GUADALUPE, Calif. - Felimon Perez and his son moved to Guadalupe a couple weeks ago.
Perez said he did not know about the financial hardships the city is facing prior to the move, and is concerned about the talk of disincorporation and the city losing its emergency services.
"If they take those services away Guadalupe is going to take longer to respond, so we need those services right here," said Perez.
The city's mayor, Francis Romero, agrees with Perez and says last week law enforcement was called to deal with a murder that "took the sheriff almost a half an hour to arrive."
Romero says, "That's exactly the type of thing that would happen in this community if we are no longer a city."

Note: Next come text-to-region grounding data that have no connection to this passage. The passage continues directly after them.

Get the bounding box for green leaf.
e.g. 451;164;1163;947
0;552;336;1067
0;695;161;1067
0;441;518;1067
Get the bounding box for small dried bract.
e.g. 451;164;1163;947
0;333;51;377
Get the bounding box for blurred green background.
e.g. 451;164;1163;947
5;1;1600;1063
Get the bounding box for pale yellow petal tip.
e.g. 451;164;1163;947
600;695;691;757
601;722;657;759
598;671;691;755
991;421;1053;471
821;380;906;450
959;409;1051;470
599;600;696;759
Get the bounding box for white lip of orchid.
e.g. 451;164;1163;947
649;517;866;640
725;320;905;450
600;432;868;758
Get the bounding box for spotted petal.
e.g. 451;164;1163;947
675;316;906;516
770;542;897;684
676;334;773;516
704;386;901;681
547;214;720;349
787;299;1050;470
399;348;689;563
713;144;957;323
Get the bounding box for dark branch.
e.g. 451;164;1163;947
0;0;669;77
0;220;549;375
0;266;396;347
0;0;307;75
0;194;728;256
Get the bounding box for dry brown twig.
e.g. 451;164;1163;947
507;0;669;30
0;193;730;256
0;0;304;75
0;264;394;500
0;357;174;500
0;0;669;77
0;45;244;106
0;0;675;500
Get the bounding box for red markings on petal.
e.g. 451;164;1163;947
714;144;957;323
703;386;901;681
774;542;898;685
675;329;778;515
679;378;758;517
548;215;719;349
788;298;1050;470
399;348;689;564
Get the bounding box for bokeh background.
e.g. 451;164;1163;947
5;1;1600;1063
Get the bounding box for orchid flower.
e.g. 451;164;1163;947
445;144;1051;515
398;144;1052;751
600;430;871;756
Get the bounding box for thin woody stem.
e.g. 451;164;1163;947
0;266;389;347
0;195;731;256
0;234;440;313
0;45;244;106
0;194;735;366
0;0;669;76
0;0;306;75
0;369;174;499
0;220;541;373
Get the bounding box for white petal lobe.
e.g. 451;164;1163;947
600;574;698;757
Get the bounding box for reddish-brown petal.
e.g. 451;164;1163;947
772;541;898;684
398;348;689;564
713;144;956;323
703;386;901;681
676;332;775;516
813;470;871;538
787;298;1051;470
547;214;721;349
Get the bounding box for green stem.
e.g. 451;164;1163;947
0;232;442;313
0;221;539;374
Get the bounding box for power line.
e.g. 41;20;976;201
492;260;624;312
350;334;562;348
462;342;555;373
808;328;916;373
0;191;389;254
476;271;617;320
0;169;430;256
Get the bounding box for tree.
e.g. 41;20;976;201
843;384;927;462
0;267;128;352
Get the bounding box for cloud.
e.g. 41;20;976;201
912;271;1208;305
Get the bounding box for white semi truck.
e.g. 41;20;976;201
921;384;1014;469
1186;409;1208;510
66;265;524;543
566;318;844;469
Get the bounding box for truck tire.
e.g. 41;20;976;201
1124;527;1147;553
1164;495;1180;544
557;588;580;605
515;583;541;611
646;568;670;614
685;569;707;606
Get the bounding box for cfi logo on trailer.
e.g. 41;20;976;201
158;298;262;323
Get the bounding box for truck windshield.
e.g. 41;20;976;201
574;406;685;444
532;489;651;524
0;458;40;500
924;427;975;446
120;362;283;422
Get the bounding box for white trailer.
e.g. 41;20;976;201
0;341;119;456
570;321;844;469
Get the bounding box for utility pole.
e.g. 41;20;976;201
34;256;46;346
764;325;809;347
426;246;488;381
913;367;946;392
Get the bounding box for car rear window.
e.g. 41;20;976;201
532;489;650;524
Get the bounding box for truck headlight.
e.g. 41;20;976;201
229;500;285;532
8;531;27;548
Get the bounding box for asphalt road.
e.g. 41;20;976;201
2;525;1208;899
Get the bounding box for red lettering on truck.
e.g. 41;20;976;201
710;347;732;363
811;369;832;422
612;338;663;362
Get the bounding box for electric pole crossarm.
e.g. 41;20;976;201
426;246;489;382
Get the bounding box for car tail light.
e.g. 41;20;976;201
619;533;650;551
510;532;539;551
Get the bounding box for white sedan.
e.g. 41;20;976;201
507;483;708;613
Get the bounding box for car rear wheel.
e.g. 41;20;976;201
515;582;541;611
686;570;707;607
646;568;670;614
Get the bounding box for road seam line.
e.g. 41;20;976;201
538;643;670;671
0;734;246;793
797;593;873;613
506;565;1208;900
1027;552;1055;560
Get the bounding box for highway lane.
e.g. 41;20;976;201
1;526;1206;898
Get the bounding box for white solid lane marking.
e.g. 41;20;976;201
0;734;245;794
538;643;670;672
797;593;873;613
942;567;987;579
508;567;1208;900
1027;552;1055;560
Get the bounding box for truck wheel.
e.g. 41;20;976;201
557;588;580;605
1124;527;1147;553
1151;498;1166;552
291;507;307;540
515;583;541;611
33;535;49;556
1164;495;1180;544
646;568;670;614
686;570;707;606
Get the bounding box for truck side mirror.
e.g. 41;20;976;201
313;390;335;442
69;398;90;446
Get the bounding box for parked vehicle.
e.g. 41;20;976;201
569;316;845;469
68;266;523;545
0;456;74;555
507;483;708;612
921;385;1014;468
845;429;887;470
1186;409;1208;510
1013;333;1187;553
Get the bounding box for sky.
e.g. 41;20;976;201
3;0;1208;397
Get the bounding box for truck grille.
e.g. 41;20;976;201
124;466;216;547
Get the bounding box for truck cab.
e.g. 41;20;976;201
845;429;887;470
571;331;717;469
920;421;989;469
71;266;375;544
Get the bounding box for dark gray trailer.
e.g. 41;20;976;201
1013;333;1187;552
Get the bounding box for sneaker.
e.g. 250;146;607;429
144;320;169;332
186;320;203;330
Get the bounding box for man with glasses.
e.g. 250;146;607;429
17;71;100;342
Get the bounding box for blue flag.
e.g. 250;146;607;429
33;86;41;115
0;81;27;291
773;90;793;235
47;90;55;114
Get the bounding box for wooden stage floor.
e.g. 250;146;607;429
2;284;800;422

City leaders met Tuesday night to talk about three items on the November ballot that officials say would keep the city operating on its own.
One of those measures is a 25 cent sales tax; the second is a 5 percent utility tax; and the last proposed measure is a business tax, which means for every $100 a company makes the city will get a quarter.
The mayor and council members say a consultant hired to investigate the city's current financial crisis told them if all measures are passed the city will hit a point where it will face a short-term cash flow shortage.
Romero told KCOY 12's Cory James the good news is that the city has enough money to borrow from its waste and waste-water funds to cover the shortage until money from the three proposed measures start coming in.
Guadalupe official says the money will be paid back and notes that they will only be able to borrow money from special funds if all three measures are passed.